The old saying “you don’t know what you don’t know” applies to security developers. Without proper analysis tools in place, security companies aren’t able to extract valuable content from the collected data. Only with those analysis tools, algorithms and applications can developers truly garner valuable insight from collected data.
Fiction #3: Analytics technology is ready-made for security.
From the phrase “finding a needle in the haystack,” analytics is useless in haystacks of data where there are no needles to begin with. The hype has caused us to create massive data stacks with poor references (or indices) around those stacks. Any data analyst will attest to the fact that a better index of smaller data sets yields better analytics than a larger data set with lame indices.
Fiction #4: Leveraging Big Data in a security context is as simple as using it for any generalized purpose.
Successfully leveraging Big Data first must address the point in Fiction #3, that analytics is ready made for security. Second, establishing a security context is the next problem. Security context can be established connecting the relationships (after map reducing the data itself) between data sets to reveal valuable insights in the patterns that were previously not correlated or compared. Mining for trends requires that data be managed coherently at first. Similarly, mining for relationships requires that trends be understood. Only after you have the data map reduced, and the trends in it understood, can you then mine for relationships among the trends of the map-reduced data farms. Only after all of these prerequisites are achievable, can you establish the big security context of Big Data.
Think of security context as the metadata fabric of relationships, which is a lot more powerful and useful for visualizing risks, threats and predictive analytics.
Fiction #5: Big Data will cause major change in the security industry within the next year.

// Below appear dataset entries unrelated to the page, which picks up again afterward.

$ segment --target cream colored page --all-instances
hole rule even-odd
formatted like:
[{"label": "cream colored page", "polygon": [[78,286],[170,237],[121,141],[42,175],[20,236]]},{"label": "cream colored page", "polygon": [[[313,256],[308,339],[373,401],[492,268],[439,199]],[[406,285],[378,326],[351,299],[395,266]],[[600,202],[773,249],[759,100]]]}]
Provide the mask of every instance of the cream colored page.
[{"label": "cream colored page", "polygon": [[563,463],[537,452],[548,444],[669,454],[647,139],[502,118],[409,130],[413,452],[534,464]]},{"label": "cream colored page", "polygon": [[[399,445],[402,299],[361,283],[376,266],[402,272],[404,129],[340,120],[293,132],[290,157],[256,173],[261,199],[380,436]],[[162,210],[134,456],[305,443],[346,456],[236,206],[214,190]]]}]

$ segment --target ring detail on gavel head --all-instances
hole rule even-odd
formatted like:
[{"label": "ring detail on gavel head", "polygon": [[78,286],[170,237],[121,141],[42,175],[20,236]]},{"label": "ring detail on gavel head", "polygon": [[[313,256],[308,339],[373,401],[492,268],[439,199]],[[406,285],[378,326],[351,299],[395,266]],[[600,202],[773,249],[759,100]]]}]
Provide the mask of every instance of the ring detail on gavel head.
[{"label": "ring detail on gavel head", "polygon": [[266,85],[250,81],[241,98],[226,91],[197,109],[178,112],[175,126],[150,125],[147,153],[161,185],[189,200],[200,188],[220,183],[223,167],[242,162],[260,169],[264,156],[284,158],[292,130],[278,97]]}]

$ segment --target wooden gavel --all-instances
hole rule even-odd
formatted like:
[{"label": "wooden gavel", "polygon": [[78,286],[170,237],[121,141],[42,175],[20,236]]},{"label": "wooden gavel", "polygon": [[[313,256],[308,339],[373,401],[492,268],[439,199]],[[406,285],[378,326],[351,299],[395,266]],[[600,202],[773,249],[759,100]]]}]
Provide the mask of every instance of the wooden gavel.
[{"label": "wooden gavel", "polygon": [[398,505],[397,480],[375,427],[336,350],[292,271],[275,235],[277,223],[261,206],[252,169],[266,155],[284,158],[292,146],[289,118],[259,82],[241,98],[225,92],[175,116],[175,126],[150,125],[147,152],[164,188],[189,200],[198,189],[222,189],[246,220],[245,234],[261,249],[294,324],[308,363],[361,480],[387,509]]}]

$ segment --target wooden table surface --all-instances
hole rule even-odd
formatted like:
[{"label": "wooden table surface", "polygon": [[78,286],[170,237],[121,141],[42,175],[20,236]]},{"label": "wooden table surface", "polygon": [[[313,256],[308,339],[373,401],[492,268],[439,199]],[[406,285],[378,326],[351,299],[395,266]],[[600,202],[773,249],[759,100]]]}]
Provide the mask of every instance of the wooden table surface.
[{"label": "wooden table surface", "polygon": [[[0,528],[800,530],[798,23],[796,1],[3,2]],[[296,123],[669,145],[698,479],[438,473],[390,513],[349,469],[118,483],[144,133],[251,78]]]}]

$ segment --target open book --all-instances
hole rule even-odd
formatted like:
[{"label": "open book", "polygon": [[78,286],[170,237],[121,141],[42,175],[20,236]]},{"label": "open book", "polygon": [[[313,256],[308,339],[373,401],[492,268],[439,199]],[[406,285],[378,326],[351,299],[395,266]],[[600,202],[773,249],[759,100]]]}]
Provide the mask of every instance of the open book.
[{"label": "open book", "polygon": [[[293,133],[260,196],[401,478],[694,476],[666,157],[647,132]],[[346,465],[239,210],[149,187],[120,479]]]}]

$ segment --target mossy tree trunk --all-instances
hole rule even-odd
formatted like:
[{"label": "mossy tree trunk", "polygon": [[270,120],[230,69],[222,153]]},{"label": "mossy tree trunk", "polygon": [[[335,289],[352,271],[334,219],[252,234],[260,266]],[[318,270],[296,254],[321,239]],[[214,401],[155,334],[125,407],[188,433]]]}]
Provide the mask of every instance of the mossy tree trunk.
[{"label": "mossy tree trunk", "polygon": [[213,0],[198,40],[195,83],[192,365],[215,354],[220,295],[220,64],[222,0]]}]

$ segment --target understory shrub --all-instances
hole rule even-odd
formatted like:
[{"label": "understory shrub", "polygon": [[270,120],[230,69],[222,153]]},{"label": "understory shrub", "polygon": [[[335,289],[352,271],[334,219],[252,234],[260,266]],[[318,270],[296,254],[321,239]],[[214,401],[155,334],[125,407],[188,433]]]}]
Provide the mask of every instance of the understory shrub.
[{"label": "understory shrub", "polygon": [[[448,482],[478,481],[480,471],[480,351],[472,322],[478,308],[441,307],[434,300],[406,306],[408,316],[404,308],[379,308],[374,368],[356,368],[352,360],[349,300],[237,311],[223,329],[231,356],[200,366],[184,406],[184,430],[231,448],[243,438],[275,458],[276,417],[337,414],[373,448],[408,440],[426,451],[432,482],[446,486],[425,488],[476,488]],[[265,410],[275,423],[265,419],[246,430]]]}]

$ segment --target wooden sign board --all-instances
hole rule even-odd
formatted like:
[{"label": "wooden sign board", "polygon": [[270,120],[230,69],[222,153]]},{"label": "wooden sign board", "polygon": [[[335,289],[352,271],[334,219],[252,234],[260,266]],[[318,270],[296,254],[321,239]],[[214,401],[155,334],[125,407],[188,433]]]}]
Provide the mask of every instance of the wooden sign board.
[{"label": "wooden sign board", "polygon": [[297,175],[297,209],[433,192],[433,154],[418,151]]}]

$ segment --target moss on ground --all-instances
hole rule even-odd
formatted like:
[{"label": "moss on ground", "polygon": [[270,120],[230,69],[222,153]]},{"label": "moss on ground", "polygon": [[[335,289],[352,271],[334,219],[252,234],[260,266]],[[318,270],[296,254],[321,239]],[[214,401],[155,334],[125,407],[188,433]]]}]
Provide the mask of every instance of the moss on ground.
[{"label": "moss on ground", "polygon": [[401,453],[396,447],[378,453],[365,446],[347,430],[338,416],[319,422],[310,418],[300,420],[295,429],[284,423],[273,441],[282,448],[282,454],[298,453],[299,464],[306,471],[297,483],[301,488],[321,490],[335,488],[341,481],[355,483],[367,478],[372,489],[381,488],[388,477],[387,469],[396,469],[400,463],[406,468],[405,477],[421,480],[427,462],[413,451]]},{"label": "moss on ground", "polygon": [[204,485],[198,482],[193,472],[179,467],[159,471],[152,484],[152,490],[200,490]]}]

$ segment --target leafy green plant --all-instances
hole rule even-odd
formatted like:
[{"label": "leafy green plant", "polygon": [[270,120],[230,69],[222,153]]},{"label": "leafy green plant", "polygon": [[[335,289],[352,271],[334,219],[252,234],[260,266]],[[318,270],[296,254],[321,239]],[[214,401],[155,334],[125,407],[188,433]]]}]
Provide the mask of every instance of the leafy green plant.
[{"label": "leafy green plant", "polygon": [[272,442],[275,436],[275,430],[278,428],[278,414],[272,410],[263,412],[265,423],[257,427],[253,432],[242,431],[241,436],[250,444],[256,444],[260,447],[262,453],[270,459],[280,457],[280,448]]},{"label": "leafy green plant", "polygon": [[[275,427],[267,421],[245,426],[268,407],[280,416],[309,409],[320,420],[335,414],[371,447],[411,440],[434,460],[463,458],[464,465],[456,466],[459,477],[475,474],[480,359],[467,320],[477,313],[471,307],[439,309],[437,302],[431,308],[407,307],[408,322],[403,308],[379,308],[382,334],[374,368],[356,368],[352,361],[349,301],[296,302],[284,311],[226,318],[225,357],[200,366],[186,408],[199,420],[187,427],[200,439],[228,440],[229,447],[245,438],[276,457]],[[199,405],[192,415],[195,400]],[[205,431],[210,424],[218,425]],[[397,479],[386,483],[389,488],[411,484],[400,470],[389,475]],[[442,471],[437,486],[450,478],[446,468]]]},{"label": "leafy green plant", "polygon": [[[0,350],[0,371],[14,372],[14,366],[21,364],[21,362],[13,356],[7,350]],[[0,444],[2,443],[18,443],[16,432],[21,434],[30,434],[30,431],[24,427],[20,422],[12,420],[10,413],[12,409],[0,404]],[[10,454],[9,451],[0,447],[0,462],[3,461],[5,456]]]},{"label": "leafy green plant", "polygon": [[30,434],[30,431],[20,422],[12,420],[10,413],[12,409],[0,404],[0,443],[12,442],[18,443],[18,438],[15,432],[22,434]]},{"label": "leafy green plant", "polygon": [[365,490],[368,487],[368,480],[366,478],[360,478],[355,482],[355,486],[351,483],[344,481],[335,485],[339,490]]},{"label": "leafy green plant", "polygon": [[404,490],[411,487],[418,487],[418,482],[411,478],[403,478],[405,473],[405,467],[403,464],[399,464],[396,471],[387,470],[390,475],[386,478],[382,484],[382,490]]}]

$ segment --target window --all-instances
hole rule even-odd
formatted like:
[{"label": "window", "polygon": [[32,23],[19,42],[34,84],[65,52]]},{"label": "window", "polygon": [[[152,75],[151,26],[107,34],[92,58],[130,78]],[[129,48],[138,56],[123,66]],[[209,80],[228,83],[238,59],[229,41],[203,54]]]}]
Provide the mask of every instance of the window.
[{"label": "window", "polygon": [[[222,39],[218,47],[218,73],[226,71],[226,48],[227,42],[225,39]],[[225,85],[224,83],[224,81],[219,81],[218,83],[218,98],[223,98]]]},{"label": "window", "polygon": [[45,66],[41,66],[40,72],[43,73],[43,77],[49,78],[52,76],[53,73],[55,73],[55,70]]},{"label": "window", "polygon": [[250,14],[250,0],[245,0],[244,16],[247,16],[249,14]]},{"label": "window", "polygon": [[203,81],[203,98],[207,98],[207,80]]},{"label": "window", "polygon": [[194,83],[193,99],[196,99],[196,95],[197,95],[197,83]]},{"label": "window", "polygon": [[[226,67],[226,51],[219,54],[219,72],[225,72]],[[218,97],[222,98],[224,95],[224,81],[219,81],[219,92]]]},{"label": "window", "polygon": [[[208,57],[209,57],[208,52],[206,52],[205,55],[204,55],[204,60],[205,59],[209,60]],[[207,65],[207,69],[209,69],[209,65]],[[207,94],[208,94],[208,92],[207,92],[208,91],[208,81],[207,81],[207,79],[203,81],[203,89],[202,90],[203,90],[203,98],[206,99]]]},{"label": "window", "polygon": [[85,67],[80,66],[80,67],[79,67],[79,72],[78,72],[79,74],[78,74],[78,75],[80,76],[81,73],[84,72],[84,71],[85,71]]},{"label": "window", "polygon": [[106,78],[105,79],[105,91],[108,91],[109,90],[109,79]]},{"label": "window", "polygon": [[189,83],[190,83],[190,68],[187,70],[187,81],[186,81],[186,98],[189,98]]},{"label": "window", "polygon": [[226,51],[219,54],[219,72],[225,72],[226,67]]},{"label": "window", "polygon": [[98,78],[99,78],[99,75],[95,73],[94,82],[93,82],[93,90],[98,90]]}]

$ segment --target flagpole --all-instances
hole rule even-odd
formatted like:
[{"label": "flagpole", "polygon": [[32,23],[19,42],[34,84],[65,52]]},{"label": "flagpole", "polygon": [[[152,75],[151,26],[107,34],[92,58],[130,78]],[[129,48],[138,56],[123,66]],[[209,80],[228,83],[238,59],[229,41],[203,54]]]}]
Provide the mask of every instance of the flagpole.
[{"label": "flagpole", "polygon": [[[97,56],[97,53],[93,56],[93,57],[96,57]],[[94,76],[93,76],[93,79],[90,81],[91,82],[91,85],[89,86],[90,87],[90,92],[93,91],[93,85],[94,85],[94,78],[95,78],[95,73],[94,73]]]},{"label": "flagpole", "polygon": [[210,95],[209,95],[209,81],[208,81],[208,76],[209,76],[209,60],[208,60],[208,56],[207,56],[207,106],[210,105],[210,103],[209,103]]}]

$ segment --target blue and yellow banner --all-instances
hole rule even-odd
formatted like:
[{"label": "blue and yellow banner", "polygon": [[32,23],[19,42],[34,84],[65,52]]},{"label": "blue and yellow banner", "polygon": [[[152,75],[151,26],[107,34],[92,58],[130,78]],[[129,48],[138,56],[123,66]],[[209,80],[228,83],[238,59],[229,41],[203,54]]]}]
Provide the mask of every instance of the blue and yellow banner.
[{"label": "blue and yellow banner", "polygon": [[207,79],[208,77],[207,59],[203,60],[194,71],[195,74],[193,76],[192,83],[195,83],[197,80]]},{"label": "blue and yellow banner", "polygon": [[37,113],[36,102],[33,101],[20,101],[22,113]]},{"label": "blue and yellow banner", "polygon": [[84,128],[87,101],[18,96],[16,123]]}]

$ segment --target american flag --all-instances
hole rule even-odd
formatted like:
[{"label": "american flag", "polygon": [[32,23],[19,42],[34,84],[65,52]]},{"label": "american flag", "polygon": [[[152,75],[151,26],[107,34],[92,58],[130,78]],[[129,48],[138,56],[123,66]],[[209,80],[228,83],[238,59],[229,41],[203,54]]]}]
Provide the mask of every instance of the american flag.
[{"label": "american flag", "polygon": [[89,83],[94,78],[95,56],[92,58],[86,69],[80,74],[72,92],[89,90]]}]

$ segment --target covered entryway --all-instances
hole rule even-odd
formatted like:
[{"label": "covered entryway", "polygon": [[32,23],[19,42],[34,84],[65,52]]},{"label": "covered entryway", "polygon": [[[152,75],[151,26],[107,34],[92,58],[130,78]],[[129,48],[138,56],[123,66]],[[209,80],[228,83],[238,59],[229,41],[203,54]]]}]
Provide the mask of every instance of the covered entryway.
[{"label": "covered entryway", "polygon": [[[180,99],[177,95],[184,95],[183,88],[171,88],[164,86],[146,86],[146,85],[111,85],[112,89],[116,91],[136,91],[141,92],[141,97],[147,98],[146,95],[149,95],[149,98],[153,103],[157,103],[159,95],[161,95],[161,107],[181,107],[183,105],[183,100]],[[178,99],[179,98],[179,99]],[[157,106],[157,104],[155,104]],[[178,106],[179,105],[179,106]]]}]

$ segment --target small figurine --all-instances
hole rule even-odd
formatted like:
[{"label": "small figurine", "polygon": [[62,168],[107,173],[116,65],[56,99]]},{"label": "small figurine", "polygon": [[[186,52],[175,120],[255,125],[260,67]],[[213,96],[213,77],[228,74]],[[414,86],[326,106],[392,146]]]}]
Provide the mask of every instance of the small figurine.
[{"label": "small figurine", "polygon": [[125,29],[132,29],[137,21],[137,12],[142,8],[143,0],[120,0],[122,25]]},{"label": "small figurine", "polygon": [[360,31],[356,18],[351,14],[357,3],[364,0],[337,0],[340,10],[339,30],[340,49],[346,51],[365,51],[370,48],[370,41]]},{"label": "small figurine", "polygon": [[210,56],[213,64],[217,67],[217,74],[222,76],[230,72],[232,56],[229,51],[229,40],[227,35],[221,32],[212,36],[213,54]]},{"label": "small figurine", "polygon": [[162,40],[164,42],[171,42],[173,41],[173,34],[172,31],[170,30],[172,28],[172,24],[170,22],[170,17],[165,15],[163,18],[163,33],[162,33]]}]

Big Data won’t cause major change in the security industry. Instead, the major change will be in identifying anomalies that can be identified as advanced security attacks. And both concepts will join together and work in concert to realize value for enterprises.
Fiction #6: There is a widespread belief that Big Data sets offer a higher form of intelligence that can generate insights that were previously impossible.
That’s not true by itself. We need more algorithms that can offer more intelligence, not bigger data sets. The two kinds of algorithms are: Bayesian algorithms, which deal with prior occurrences, and predictive analytics, which is forward facing. Looking at the future, big context in security is going to be more innovative than Big Data in security.
Fiction #7: Big Data searched with dumb algorithms fails to yield what little data can yield using smarter algorithms.
The concept of Big Data should be about the algorithms and not about the data itself. Better precision and better searching techniques will trap the breaches. Better algorithms and lesser data stacks will provide more value than lesser algorithms and bigger data stacks. The better net will catch better stuff.
Fiction #8: Most data scientists have experience with Big Data. This isn’t true because much of Big Data isn’t directly used; rather, it is summarized or “map reduced” before being analyzed, which is often not very big.
Data science is a new branch of study. Most data scientists fall into two groups: statisticians turned programmers, and programmers turned statisticians that compete for data scientist jobs. While they used to work with data sets and map-reduced data sets, they’re not as used to working with user profile data, which is what Big Data primarily consists of.